At the Sydney Climate Strike on September 20. Photo: Zebedee Parkes

“The student strikes have been phenomenal — surreal at times,” Sydney high school student Chloe Russell-Alexander told Green Left Weekly reflecting on the huge Climate Strike that saw more than 300,000 people walk out of school or work across Australia on September 20.

“The fact that, simultaneously, 4 million people across the globe pressed pause on their life, work and school to attend the climate strikes is just phenomenal.”

“That reflects education, cooperation and social cohesion on a massive scale. It means that we mean business.”

Following the strike, GLW spoke to students involved in organising at their school about their views on the protest and what comes next.

Year 10 Sydney student Parker Craig told GLW that the climate strikes were a “major” turning point — especially for climate-denying governments like Australia’s.

Leo Crnogorcevic, a Melbourne School Strike 4 Climate (SS4C) organiser, feels the fact that protests have “galvanised an entire generation of new activists is especially significant”.

“It means that the climate crisis is bringing a new generation into activism.

“And because the strikers are young, they have brought the political focus back to activism, rather than electoral politics.

“It is breathtaking to observe how marching on the streets, rather than just lobbying politicians, is fast becoming the norm.”

Another strength, according to Crnogorcevic, is how quickly what began as school student protests has grown into a broad, mass movement.

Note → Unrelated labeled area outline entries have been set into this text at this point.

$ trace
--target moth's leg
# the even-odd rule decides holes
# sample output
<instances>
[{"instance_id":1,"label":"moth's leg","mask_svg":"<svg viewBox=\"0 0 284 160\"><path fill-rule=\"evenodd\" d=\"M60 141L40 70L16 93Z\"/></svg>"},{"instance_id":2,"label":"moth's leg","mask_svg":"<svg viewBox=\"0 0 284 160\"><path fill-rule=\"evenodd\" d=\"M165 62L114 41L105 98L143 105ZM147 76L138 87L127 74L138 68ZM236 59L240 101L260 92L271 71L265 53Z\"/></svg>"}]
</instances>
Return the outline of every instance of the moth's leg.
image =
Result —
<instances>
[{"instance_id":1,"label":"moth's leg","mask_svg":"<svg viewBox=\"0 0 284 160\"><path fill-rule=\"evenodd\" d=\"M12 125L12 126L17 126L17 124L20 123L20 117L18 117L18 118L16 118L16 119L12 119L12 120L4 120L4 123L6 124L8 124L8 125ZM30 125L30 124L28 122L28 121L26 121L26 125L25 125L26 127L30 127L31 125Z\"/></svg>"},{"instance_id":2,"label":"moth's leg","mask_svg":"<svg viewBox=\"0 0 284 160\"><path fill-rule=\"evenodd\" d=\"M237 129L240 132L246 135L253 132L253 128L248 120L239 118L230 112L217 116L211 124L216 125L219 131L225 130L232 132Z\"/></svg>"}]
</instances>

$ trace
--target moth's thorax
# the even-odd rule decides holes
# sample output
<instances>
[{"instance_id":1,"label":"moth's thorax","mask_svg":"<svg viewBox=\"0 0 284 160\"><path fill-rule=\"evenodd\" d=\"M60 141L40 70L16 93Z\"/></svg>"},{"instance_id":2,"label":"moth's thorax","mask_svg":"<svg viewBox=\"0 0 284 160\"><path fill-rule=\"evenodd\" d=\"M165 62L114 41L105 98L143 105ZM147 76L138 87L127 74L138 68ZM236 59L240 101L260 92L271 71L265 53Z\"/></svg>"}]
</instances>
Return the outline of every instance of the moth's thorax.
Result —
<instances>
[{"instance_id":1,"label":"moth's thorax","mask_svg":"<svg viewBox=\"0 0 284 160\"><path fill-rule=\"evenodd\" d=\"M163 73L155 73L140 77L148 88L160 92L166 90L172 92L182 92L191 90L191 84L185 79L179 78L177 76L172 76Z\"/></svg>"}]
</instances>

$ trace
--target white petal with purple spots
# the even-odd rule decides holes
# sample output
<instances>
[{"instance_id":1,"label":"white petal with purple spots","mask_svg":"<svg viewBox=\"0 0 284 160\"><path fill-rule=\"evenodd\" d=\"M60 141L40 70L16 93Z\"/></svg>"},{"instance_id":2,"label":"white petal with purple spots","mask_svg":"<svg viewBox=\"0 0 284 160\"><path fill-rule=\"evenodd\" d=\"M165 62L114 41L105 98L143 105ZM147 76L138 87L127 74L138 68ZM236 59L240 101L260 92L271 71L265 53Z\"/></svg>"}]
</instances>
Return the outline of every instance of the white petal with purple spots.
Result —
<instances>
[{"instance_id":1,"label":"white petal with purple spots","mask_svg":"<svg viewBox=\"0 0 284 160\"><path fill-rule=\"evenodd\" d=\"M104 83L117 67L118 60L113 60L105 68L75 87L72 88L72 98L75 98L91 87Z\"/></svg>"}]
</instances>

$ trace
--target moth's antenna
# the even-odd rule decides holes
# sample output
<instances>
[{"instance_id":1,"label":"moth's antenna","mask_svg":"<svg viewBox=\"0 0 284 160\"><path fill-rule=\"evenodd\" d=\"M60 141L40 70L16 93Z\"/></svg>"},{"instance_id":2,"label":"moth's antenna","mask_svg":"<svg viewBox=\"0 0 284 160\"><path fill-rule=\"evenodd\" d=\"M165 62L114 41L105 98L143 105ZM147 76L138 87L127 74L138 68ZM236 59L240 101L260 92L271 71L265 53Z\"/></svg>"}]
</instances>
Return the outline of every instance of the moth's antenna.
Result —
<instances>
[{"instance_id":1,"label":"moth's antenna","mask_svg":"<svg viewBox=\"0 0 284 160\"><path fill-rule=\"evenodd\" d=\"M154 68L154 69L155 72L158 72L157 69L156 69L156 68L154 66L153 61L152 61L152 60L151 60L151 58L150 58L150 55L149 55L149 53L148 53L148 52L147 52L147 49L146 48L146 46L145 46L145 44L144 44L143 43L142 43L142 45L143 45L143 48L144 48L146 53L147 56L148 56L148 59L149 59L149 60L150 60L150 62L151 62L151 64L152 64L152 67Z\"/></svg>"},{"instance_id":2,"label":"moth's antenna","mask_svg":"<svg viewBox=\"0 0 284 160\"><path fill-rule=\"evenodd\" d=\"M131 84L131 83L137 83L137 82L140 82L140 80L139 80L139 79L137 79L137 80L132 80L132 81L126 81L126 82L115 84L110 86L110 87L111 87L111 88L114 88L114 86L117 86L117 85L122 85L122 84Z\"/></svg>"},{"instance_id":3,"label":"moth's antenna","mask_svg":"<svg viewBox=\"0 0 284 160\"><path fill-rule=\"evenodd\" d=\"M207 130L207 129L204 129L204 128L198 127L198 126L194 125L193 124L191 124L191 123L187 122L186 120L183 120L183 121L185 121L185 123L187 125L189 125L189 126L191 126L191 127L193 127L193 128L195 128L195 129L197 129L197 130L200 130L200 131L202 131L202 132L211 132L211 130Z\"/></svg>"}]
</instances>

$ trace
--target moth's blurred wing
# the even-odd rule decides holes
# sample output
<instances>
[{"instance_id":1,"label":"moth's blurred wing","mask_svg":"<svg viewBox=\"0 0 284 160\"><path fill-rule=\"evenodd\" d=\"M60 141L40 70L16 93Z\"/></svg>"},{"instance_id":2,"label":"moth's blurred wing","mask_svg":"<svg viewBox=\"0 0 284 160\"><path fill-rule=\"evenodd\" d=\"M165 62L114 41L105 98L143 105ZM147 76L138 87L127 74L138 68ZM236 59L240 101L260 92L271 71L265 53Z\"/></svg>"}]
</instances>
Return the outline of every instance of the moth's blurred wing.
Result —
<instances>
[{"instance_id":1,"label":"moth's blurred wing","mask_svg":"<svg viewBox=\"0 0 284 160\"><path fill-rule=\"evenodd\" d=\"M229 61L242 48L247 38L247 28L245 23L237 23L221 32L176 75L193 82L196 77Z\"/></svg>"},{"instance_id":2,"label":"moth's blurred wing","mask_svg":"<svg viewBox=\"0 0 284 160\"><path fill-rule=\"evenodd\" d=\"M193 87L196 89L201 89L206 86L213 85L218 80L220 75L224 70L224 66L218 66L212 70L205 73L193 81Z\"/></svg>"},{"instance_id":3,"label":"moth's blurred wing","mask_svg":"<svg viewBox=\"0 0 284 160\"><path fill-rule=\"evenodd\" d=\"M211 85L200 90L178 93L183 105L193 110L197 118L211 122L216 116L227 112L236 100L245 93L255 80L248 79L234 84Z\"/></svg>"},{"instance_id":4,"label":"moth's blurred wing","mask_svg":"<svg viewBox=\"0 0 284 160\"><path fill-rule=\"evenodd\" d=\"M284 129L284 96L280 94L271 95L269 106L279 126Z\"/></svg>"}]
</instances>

“Compared to the two previous strikes, the latest one in Australia had the largest participation from other organisations — trade unions, activist groups, Indigenous and Pacific Islander movements.”

Strike organisers said the size of protests — more than double the 150,000 of just 6 months ago — shows students are not going to stop pushing for real action to deal with the climate emergency.

Pointing to Swedish striker Greta Thunberg’s speech to the United Nations, Craig said the strikes “are a sign that we live in truly pivotal and politically unrestful times”.

She said the sheer number involved in taking action “to demand the exact same thing” is “truly astounding”.

Australian PM Scott Morrison, who was in the United States in the days following the strike, chose not to attend the United Nations climate summit because he would only have been able to listen, not speak.

UN Secretary General Antonio Guterres said only those countries that had lifted their carbon emissions reduction targets would be given a speaking spot.

“The fact that so many people have [protested] and politicians can ignore them is embarrassing, baffling and shameful,” Craig said.

For Russell-Alexander, “The government’s response — or lack thereof — has been disappointing to say the least.

“The lengths Scott Morrison has gone to — such as visiting a box-making factory and uploading a taxpayer-funded video in support of the Wallabies — to ignore the actions of 300,000 Australians is both petty and humiliating.”

The students are keen for more action and will be taking part in the global Week of Rebellion being organised by Extinction Rebellion, which starts on October 7.

Asked about what next, Russell-Alexander believes it is important to coordinate with Traditional Owners, perhaps around a Climate Embassy.

Crnogorcevic said school strikers “need to think of a concrete and wide-ranging strategy” that involves “closer collaboration with trade unions in particular”.

SS4C needs to stay focussed on its three core demands, Crnogorcevic added, and avoid falling for the “market-based platitudes” being pushed by some.

“There is a conscious attempt to depoliticise the movement by portraying climate change as somehow ‘above politics’. Some older organisers want to play it safe.

“That will not deflect attacks from the Murdoch media, but it will have a moderating influence.

“Greater involvement of working-class students is essential.”

For Craig, the next steps require “identifying the systems we live under and how they affect our current climate — both the political climate and ecological climate.

“We [also] need to work out how we can best dismantle … the capitalist system that continues to wreck our planet”, she added.